Definition
An AI agent is a system in which an LLM plans, calls tools, observes results, and iterates toward a defined goal — rather than producing a single response — typically combining a planner LLM, a tool-use loop, and external capabilities (APIs, code execution, databases, web).
Agents differ from chatbots in autonomy. A chatbot answers; an agent acts. Given the goal "book a meeting with Sarah next week", an agent can check Sarah's availability, propose times, send the invite, and confirm — calling several tools in sequence, reasoning about each step's results, and recovering when something fails.
Agent design is harder than it looks. The planner LLM has to reason about which tool to call, with what arguments, given the current state. Errors compound — a wrong tool call early can derail an entire run. The most production-ready agents constrain the action space (a small menu of well-described tools), validate every output, and degrade gracefully to human handoff when stuck. Most "agent" problems in practice are actually deterministic workflow problems where a regular state machine outperforms an agent.
Origin
The AI-agent concept (autonomous goal-directed software) predates LLMs by decades — symbolic AI, multi-agent systems. Modern LLM-powered agents emerged with ReAct (2022), AutoGPT (2023), and the rapid maturation of tool-calling APIs across major LLMs through 2023–2025.
How it works
- Define the goal and the available tools (each with a name, description, and schema).
- On each iteration, the agent reasons about the next action given the goal and conversation so far.
- It calls a tool (or returns a final answer).
- The system executes the tool, returns the result to the agent.
- The agent reasons again, taking the result into account.
- Loop until the goal is achieved or a stop condition (max iterations, error budget) is hit.
When to use it
Use when
- Multi-step tasks where the steps depend on prior results.
- Workflows that require external tool use (database queries, APIs, file operations).

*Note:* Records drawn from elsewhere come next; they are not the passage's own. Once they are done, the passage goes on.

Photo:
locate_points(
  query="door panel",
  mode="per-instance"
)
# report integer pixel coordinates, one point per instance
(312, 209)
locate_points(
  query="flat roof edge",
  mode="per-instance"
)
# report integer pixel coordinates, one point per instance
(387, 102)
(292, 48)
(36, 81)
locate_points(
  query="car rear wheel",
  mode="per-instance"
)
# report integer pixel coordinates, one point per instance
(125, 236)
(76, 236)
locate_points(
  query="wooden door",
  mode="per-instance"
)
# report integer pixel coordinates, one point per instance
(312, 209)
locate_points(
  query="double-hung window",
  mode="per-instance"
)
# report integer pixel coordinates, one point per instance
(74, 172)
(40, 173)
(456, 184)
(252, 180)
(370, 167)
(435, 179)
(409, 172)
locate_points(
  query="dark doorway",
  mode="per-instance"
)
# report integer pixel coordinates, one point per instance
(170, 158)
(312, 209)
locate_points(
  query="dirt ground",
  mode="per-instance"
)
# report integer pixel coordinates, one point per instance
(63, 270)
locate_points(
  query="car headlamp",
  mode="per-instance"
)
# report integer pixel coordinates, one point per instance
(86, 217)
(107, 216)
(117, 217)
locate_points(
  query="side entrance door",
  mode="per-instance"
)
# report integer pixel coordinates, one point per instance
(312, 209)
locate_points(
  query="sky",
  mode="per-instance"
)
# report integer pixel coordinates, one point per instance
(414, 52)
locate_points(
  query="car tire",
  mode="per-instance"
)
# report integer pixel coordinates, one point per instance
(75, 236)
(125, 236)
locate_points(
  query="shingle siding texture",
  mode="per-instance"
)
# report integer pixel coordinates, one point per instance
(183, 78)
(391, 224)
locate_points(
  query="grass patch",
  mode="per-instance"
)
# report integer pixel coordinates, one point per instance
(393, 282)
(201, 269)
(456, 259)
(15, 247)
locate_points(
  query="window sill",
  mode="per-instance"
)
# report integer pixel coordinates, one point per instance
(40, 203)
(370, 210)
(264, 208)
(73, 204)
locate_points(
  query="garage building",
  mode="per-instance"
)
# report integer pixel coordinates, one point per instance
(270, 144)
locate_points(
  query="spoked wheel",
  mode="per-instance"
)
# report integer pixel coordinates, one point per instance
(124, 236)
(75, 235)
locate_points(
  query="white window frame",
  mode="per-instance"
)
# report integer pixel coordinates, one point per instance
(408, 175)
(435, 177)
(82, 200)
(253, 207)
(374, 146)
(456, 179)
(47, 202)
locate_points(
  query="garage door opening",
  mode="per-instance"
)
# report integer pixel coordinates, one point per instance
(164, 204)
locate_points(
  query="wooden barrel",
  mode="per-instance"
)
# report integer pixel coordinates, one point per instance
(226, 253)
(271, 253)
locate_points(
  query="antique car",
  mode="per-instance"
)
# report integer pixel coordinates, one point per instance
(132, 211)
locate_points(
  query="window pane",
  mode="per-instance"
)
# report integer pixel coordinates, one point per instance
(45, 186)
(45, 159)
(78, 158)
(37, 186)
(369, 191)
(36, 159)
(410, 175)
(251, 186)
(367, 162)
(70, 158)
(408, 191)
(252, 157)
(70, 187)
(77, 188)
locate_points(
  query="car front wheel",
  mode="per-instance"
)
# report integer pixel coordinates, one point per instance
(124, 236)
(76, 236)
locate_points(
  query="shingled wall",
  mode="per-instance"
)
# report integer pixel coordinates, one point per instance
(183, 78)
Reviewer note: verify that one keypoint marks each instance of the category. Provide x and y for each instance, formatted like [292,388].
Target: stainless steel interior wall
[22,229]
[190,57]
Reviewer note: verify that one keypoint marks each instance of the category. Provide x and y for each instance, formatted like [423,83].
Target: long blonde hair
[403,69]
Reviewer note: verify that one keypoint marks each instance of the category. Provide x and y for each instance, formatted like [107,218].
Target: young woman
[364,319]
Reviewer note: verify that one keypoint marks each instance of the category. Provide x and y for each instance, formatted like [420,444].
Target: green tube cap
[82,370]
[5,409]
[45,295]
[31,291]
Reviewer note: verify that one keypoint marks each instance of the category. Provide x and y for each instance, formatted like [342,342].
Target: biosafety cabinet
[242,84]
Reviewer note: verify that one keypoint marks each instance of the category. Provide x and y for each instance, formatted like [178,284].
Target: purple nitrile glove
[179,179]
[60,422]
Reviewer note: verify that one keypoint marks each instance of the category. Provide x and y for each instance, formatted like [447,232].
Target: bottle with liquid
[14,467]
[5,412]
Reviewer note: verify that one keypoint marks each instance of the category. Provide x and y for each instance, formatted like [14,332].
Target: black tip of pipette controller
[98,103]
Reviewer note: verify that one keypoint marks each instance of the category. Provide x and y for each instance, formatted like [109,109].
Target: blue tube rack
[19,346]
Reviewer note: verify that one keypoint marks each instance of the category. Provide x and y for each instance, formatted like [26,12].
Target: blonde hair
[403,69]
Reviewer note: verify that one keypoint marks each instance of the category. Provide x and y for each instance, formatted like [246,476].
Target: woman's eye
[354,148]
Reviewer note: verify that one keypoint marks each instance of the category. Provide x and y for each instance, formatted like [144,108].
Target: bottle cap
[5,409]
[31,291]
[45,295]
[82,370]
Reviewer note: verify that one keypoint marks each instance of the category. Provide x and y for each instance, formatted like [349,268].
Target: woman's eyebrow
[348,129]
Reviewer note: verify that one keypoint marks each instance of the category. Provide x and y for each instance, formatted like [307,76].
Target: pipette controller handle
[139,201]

- Repetitive tasks where the per-run cost is low and the volume is high.
Skip when
- Single-step tasks — they're prompts, not agent runs.

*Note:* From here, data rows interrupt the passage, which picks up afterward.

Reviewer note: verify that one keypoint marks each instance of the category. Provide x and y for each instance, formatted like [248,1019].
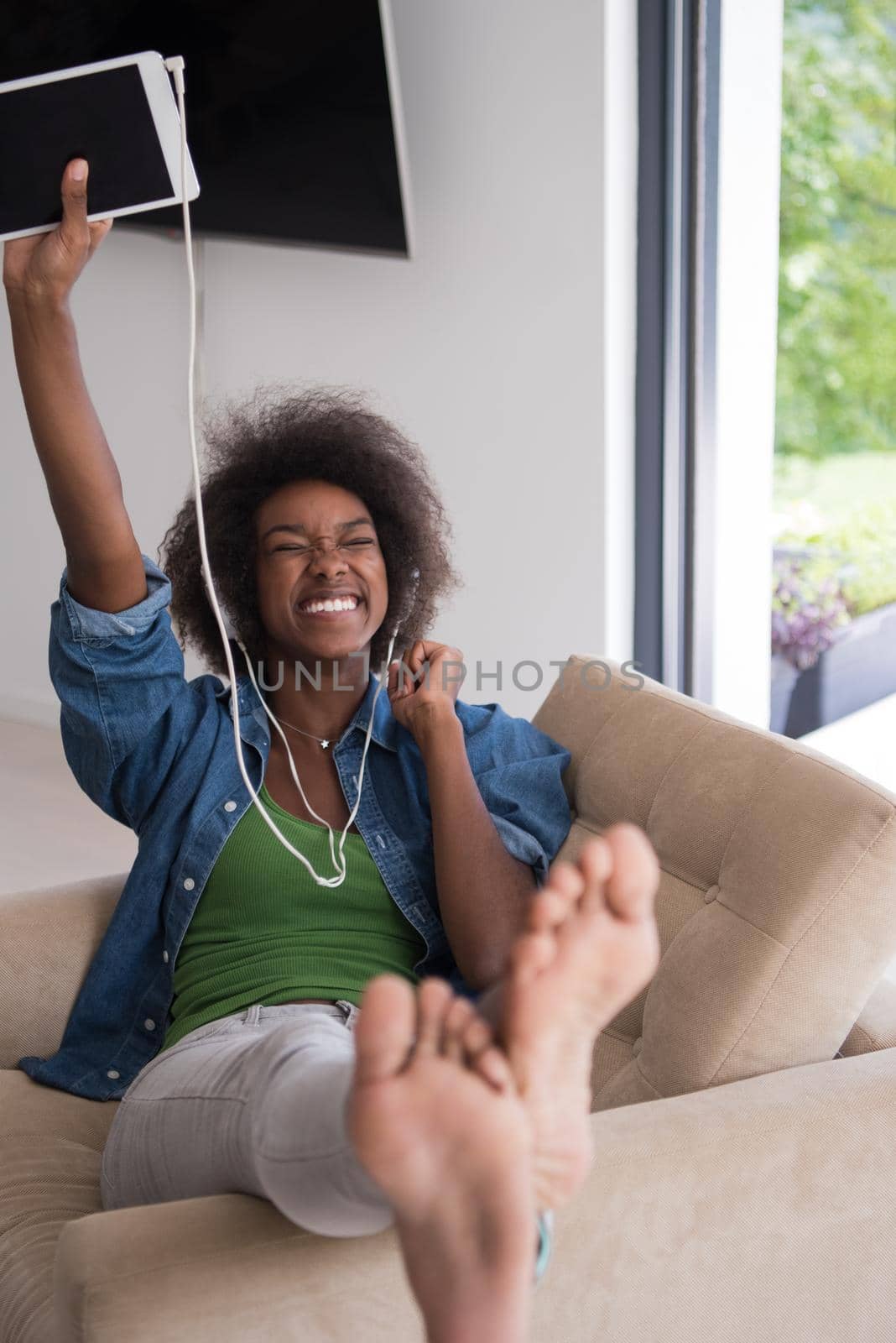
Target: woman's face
[317,541]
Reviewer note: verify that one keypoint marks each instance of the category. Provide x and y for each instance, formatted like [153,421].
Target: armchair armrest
[47,940]
[761,1208]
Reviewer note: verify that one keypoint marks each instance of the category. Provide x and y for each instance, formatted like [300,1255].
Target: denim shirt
[157,752]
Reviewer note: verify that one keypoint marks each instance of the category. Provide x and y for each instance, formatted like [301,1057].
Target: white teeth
[346,604]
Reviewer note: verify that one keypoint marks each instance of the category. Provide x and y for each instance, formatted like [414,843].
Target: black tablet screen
[101,118]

- Mission-critical decisions where unbounded autonomy is unacceptable.
- When a deterministic workflow would do the same job more reliably.
Key metrics
- Task completion rate.
- Number of iterations per successful run.
- Cost per run (tokens × price × tools).
- Error rate by category (tool failure, planner error, validation failure).
- Human-handoff rate.
Examples
- The AI agent automates lead enrichment by querying three data sources and writing back to the CRM.
- An AI agent is a workflow with a brain — make sure the workflow is right first.
- The agent handles 80% of routine cases autonomously; the rest escalate to humans.
In practice at Makreate
Makreate builds AI agents that automate well-scoped, repeatable tasks — where the cost saved per run is greater than the model cost per run. A recent client wanted an agent to qualify inbound leads. We scoped the action space tightly (4 tools: enrichment lookup, ICP scoring, calendar check, CRM update), set a 5-iteration cap per lead, and validated every CRM write. The agent handles 73% of inbound leads autonomously at $0.12 per lead — with human review only on the 27% it routes for follow-up.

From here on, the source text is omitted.